Наверное, тогда я поняла, что дома нет и не бывает. Нет такого места. Сегодня дом есть, а завтра его нет. Да, будет другой дом, но это тоже будет не дом, а очередной адрес. Потому что всегда может прийти кто-то и прогнать. Я тогда стала плаксивой – бабушка поила меня травами и списывала мое состояние на падение с лестницы и ос.
Бабушка тоже стала другой. Мама всегда была серьезной, сосредоточенной. У нее появилась глубокая складка между бровями, будто она всегда сердится. Но я знала, что она не сердится, а думает. Бабушка же была смешливой, легкой, с гладким лицом, которое я считала самым красивым на свете.

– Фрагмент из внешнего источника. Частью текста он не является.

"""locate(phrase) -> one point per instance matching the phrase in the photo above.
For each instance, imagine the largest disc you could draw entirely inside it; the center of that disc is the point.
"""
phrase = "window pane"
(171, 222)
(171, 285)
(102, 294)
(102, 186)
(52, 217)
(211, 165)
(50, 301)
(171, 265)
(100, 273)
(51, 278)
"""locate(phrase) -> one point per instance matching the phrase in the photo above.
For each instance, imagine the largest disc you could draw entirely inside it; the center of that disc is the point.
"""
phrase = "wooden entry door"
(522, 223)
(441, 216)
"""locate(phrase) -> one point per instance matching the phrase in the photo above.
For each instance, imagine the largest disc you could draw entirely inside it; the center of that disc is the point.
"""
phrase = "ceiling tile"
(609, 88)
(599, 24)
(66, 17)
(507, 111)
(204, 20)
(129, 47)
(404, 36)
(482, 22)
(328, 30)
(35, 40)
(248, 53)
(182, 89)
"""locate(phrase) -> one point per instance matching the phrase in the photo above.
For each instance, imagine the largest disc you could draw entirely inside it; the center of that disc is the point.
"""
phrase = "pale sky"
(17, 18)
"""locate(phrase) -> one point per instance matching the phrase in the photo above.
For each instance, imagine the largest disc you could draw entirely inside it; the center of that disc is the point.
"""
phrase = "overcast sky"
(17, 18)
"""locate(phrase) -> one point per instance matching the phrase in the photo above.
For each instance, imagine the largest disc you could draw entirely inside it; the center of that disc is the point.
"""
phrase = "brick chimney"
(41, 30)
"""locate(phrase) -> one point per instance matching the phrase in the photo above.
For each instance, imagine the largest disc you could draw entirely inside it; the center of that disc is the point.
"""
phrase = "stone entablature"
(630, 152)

Бабушка ходила хмурая, подолгу сидела у меня в комнате над своим секретером. Я засыпала под скрип ее пера по бумаге и стук о баночку с чернилами.
– Бабушка, ты чего? – спрашивала я.
– Не пишется, – отвечала она. – Не могу работать. Совершенно. Мне здесь не пишется! Ты не понимаешь. Не можешь понять. Не мое это место. – Она раздраженно хлопала крышкой секретера.
Это я понять могла. У бабушки были места, где ей писалось. На Ленина ей писалось прекрасно – она открывала окна, чтобы был сквозняк, придавливала листы чугунной сковородкой и иногда выходила на кухню «продышаться» – садилась на ящики с вещами дяди Шамиля и думала, уставившись в невидимую точку перед собой, забывая про свистящий чайник. Чайник свистел, пока соседка не заходила и не снимала его с газа. Бабушка даже не замечала, что в дом кто-то заходил.
Ей прекрасно писалось в редакции. По вечерам, когда все уходили. Окно ее кабинета выходило на старое мусульманское кладбище – даже забор был общим. И бабушка разглядывала в окно стелы, обращенные на восток, и думала. Она пила чай из граненого стакана в подстаканнике, грызла баранки, лежавшие на общем блюде, и работала. Иногда в кабинет заходил дядя Эльбрус, который курил сигареты «Казбек». Это была их дежурная шутка: «Эльбрус закурил Казбек». Две главные горы, два мужских имени – Казбек, ласково Казик, и Эльбрус – Брусик. Но тетя Бэлла звала мужа Элечкой, и это звучало очень трогательно и нежно.
Бабушка, прошедшая всю войну, так и не научилась курить и пить что-то крепче вина. Но ей нравились запахи крепкого дешевого табака и домашней араки. Эльбрус всегда курил в бабушкином кабинете. Она его даже не замечала.
Кстати, своего водителя бабушка называла полным именем. Она и свою дочь, мою маму, звала полным именем, еще когда та была младенцем. Не Олюней, не Ольгушей, не Лелей, только Ольгой. Представляете – звать младенца Ольгой? Зато у меня было много имен: для мамы – Марго или Маргарита, для бабушки – Маня, для соседей – Дидина, что означало «цветок», «цветочек». Я отзывалась на все, кроме одного – Мария. Мария была одна. Моя бабушка. И это имя, полное, нужно было заслужить. А я оставалась Дидиной, внучкой уважаемой Марии, дочкой падшей Ольги.
В общем, в новом доме бабушке не писалось. На работе она уже не могла задерживаться – замужняя женщина должна была идти к мужу. И бабушка отбрасывала с раздражением лист за листом. Ничего. Просто ступор. Она искала себе место – усаживалась то на зимней кухне, то на летней. Но никак. Она даже стул не могла себе подобрать. Старый, с Ленина, она сдала сельсовету, а попросить назад не решалась.
Я видела, что бабушке плохо. Она часто держалась за сердце, пила капли. Мама стала привозить лекарства – тоже видела, что бабушке нехорошо.
– Что сделать? Скажи. Что ты хочешь? – спрашивала мама.
– Ничего. У меня все есть. У меня же есть свой дом. Нужно просто приспособиться, – отвечала бабушка.